The boy who dies in Saleem’s nightmare is the same boy Saleem saves from Mr. Zagallo on account of his heart condition the day they study “human geography” in school. Saleem’s dream serves as an omen and affords him the chance to give Pia the note.
The next day after school (where Saleem learns that his classmate, Jimmy, has died of a sudden heart seizure), he arrives home to find Pia gone. She returns later, obviously upset, and Saleem enters her thoughts to spy. He learns that Homi Catrack, after years of a secret affair, has suddenly lost interest in her. Saleem attempts to comfort Pia, and before he knows it, he is caressing her body. She reacts badly, pushing him away and calling him a pervert, just as Mary enters the room holding a pair of pants. “You are a big man now,” she says, “look, your mother has sent you two pairs of nice, white long trousers.”
Sadly, despite Saleem’s “heroic” efforts that day in class, Jimmy is still dead. Even though Saleem is now considered a man, he still has difficulty understanding his conflicted identity and his supernatural powers, and he has no one to turn to, other than Mary Pereira. The lack of attention paid to Saleem, in part, fuels his inappropriate interaction with Pia, and it has damaged their relationship as well.
Amina soon arrives to bring Saleem back to Buckingham Villa, and she offers no explanation as to why he was sent away in the first place. She warns Saleem that Ahmed has not been happy lately and that terrible things have been happening. When he mentions that Mary has already told him about the strange occurrences, she becomes upset with Mary in the backseat, crying, “What have you been saying?” She quickly calms herself, stating, “Everything will be all right. You just wait and see.” Saleem is not convinced.
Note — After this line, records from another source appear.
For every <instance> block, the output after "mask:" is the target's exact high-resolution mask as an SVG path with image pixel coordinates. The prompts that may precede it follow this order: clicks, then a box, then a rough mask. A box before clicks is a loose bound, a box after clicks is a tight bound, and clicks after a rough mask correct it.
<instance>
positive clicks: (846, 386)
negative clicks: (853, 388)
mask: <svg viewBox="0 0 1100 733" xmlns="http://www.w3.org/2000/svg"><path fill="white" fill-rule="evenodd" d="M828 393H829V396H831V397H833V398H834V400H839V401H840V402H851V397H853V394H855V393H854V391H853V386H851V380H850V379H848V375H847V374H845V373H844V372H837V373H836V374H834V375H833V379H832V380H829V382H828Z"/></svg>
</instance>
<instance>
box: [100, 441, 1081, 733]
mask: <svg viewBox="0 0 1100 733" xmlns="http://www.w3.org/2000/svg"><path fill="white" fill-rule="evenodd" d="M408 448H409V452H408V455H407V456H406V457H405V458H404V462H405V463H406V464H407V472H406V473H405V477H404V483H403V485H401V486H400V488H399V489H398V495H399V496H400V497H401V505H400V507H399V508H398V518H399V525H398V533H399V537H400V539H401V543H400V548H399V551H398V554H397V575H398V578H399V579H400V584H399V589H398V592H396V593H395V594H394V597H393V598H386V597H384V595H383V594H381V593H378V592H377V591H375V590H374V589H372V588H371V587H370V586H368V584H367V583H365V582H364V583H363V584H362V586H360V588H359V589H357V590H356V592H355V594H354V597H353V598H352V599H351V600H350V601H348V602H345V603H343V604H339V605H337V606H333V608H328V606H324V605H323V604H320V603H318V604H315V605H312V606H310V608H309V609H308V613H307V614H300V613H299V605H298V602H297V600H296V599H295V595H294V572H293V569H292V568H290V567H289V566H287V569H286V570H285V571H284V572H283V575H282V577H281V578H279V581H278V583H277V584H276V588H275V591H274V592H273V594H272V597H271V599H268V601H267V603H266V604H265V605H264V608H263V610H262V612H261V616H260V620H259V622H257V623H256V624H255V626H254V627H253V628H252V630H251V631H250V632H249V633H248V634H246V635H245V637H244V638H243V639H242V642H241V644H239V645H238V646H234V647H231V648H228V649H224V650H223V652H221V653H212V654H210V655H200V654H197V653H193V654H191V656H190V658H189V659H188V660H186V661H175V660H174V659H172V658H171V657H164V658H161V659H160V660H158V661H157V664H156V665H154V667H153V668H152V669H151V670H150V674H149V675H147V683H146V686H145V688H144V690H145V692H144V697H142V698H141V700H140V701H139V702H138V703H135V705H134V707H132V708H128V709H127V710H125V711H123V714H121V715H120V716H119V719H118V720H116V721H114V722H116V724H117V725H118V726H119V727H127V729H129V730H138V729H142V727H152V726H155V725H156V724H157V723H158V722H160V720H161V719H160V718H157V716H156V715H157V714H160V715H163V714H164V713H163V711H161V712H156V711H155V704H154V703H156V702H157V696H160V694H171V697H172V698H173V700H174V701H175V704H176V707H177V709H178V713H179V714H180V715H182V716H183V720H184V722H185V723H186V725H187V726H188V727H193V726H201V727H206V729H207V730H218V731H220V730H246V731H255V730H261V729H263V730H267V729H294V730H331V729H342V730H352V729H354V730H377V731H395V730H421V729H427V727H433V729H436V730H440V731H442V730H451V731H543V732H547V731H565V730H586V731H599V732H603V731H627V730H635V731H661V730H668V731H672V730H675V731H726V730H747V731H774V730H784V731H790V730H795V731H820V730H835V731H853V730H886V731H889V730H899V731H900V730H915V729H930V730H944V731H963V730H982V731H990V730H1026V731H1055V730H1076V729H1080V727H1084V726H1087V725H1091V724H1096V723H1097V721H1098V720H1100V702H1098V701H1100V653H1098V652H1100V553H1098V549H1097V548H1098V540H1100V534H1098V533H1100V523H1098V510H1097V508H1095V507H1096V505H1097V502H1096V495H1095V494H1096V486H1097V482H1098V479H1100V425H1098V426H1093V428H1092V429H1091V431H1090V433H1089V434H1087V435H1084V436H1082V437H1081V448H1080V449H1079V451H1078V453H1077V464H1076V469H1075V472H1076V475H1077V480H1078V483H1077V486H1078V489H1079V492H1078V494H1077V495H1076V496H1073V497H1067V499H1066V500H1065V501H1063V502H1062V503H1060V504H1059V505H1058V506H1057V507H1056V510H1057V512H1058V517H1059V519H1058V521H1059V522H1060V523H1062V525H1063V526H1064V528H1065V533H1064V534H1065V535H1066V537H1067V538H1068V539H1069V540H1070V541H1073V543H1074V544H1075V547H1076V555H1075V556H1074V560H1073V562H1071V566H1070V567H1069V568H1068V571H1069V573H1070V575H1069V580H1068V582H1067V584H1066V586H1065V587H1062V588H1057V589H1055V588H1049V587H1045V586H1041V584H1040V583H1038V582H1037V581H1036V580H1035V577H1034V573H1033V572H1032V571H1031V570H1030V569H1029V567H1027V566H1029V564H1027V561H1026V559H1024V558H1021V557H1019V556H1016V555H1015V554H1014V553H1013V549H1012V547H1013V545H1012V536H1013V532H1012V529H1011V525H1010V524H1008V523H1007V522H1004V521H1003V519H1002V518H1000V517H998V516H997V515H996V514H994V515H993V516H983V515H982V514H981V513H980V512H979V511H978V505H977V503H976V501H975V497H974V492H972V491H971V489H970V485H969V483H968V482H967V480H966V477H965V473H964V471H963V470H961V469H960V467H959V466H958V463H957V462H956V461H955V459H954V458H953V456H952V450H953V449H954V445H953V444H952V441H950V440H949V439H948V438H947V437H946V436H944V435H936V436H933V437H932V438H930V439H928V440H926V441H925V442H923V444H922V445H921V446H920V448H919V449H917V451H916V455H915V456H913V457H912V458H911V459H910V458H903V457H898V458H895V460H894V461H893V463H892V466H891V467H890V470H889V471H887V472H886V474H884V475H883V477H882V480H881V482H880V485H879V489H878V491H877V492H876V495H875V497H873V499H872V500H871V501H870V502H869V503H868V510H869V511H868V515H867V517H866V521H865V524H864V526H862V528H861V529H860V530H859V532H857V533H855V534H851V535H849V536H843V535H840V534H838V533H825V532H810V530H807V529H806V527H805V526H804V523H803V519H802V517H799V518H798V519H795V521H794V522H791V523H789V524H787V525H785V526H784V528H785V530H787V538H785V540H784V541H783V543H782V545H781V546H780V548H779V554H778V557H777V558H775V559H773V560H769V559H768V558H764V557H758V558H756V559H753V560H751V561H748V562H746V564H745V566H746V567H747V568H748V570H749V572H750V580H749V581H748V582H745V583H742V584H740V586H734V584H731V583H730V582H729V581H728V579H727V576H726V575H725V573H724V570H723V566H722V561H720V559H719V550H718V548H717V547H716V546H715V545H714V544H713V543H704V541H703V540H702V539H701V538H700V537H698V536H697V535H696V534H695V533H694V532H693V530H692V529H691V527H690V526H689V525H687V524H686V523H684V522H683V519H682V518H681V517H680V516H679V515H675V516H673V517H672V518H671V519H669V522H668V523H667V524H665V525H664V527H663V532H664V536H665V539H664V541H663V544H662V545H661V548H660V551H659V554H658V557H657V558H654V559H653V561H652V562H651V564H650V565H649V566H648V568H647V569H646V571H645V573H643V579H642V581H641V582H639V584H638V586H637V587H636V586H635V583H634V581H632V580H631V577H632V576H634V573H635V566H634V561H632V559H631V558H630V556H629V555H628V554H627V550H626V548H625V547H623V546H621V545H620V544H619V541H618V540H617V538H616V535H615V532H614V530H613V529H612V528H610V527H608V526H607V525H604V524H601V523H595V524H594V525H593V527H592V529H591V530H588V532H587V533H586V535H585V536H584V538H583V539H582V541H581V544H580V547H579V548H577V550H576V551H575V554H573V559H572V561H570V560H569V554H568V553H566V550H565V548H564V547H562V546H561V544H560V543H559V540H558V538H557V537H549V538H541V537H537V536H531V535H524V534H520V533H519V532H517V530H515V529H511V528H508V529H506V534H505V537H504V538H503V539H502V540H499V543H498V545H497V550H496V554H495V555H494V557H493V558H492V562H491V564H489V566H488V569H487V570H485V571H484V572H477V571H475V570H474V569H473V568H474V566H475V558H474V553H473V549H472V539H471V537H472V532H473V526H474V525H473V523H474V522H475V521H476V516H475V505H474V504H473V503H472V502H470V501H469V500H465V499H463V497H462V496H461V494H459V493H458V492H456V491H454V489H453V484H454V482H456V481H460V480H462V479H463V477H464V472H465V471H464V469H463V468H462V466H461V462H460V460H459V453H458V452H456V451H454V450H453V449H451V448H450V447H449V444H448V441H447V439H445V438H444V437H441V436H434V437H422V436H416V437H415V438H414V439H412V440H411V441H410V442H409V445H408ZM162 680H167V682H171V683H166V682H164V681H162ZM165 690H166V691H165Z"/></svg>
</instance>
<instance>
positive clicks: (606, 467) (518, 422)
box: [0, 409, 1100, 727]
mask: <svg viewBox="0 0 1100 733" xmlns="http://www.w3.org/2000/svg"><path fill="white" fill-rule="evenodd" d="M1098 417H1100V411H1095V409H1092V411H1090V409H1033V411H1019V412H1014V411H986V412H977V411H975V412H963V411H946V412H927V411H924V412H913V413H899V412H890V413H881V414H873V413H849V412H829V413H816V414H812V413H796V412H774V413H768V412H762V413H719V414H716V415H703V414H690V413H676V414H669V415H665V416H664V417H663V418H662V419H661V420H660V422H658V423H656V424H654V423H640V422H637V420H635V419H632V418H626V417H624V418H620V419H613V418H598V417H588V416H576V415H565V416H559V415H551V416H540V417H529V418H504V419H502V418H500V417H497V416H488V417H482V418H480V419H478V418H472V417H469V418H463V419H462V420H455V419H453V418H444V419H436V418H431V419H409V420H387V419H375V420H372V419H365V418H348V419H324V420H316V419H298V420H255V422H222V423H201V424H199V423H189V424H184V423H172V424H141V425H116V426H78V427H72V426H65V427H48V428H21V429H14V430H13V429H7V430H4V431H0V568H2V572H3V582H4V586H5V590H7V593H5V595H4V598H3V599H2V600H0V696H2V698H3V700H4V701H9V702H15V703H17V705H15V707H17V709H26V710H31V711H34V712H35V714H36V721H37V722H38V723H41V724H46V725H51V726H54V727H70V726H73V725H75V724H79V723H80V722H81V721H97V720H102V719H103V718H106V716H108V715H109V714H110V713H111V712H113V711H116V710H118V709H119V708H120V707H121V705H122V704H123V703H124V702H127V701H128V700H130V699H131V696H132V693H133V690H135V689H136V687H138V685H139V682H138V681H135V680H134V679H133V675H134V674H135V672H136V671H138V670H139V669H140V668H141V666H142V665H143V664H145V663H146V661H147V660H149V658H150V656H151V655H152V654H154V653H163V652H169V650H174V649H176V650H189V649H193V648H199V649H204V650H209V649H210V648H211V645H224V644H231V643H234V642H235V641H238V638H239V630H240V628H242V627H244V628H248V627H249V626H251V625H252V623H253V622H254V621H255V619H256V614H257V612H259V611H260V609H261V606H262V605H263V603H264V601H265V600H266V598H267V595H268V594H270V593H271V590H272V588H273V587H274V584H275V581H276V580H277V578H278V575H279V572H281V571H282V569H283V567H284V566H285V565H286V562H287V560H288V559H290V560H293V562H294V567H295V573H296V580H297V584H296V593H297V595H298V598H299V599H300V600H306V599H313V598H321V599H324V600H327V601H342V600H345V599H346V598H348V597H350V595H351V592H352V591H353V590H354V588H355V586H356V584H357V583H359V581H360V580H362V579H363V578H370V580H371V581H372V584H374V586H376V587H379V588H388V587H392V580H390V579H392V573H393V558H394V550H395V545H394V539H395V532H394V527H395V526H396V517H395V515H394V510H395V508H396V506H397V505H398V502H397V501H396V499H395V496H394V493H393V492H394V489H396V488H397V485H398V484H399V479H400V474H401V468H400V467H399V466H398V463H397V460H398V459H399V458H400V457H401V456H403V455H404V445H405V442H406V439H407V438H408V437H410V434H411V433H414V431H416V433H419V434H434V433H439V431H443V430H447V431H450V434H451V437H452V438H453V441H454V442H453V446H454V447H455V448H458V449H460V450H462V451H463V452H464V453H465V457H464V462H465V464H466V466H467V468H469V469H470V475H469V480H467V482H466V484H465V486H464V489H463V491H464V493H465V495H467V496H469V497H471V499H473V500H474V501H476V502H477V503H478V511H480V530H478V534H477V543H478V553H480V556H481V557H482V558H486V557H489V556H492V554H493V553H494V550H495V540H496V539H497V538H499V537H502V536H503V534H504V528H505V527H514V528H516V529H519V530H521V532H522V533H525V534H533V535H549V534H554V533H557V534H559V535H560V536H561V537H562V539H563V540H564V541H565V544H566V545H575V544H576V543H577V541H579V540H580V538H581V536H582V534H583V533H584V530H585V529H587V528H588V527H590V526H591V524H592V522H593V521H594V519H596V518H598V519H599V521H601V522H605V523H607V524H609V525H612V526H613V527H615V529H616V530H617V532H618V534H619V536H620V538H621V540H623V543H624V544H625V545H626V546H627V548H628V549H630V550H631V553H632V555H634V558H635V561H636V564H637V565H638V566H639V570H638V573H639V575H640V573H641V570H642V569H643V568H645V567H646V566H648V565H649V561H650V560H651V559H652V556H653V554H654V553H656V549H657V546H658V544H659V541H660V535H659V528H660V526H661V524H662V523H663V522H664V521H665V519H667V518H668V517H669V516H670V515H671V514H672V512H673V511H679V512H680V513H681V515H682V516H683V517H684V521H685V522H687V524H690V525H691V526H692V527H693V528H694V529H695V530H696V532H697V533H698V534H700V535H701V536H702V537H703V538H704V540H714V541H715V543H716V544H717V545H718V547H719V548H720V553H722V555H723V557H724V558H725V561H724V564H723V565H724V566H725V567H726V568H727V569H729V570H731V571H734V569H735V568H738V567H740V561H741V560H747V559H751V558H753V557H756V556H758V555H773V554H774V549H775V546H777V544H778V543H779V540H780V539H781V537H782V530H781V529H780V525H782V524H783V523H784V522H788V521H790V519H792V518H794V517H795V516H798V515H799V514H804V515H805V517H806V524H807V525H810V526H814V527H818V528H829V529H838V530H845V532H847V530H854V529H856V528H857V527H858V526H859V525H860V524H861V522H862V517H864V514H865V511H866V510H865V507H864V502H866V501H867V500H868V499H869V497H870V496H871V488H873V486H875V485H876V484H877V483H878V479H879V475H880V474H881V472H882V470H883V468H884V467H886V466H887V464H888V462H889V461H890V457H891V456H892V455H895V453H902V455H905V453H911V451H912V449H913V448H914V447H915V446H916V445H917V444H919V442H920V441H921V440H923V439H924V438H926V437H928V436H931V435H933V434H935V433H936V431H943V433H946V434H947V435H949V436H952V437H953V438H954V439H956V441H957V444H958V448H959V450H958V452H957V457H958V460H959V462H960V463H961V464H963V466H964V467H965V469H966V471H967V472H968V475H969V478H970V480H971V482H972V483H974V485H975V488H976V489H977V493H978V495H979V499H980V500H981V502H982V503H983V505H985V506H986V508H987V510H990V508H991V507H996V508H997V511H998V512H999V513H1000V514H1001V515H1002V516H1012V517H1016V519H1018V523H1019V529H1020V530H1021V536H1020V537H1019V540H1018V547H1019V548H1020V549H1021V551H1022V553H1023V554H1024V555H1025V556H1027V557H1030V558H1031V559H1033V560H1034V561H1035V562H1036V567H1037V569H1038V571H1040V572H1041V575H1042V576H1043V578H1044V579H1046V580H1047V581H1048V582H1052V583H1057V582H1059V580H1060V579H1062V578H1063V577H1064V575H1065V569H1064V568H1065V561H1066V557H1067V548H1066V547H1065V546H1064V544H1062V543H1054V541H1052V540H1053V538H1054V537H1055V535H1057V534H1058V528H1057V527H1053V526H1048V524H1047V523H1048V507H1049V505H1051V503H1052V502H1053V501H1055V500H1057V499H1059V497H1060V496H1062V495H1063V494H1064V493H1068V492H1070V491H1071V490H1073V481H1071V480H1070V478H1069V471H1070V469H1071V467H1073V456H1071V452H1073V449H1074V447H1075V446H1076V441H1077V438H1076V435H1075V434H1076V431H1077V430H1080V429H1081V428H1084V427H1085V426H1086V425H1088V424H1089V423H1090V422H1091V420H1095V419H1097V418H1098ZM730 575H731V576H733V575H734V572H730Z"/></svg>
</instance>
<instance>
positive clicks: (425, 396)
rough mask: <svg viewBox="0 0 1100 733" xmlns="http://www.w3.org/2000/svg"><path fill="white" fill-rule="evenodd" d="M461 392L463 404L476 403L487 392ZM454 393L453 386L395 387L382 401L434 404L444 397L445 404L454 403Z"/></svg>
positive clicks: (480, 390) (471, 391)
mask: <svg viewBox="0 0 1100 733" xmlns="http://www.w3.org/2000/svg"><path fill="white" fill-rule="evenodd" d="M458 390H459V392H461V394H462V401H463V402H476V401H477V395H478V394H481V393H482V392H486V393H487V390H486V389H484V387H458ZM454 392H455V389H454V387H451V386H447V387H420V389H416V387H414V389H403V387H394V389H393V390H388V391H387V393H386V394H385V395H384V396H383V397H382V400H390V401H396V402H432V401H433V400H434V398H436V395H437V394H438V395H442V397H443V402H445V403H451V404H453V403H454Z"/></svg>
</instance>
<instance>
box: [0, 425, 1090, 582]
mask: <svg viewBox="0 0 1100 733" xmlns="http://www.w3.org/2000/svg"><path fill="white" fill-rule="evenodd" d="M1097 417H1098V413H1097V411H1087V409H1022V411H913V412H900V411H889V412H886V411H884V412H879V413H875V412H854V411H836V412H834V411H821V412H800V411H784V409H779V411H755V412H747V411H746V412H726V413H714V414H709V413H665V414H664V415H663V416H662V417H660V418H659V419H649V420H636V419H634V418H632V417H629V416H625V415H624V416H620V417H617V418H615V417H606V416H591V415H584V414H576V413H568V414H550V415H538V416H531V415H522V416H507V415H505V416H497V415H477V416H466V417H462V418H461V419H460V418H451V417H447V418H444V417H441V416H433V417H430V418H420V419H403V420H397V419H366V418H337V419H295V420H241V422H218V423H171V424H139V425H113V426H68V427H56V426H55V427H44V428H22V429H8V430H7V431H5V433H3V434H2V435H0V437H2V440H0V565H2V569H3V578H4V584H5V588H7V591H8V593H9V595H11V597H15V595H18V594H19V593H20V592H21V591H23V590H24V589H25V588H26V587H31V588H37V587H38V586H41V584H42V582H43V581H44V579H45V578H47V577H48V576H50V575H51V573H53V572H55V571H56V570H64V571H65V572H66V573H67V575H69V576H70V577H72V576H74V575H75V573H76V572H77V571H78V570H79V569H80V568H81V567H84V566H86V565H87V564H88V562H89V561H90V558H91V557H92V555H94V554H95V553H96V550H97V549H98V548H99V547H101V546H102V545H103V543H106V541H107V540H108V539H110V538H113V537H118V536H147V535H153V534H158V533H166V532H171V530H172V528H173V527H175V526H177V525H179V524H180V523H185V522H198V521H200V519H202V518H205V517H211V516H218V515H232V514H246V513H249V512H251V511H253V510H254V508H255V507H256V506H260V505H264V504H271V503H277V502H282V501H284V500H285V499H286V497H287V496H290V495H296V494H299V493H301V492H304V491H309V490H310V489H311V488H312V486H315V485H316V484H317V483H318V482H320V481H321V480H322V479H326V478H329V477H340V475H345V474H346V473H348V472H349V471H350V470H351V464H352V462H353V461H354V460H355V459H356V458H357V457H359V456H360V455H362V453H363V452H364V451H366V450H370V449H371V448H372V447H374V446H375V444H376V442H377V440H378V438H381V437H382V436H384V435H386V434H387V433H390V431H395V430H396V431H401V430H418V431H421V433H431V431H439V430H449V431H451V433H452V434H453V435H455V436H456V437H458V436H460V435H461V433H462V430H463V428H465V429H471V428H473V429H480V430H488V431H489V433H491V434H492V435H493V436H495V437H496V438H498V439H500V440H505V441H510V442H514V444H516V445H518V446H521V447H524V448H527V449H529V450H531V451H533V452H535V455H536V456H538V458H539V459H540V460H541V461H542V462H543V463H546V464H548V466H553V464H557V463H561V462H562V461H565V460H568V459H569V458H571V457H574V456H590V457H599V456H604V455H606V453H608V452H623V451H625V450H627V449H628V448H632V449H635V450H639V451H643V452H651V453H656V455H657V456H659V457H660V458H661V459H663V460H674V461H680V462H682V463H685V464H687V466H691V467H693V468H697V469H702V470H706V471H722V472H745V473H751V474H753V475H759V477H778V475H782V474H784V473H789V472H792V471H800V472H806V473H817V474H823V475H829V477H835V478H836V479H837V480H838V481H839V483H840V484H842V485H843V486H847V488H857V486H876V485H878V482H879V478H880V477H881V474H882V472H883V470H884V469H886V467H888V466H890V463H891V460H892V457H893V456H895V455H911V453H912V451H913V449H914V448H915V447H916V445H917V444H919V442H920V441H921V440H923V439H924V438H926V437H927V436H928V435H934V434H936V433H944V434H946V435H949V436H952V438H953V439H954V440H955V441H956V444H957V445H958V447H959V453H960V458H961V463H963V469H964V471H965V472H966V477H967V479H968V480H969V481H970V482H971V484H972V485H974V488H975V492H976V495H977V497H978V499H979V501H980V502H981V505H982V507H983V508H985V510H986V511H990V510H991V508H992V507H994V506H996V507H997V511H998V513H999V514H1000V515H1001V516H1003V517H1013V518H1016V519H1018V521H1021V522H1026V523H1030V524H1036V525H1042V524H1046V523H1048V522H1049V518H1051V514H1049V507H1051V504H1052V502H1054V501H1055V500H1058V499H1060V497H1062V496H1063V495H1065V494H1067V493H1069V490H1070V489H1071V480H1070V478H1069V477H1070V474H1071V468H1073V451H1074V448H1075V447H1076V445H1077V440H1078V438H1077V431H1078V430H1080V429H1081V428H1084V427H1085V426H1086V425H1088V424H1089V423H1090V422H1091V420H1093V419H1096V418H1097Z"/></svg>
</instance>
While the reason Amina becomes upset with Mary for telling Saleem about the mysterious occurrences is never exactly explained, Amina and Ahmed seem to make a concerted effort to keep religion out of their children’s lives. They never visit a mosque and they never once pray, and this is a reflection of India’s secular state. Amina’s negative reaction suggests that she believes her actions are the cause of the occurrences, and she is frightened of what’s to come.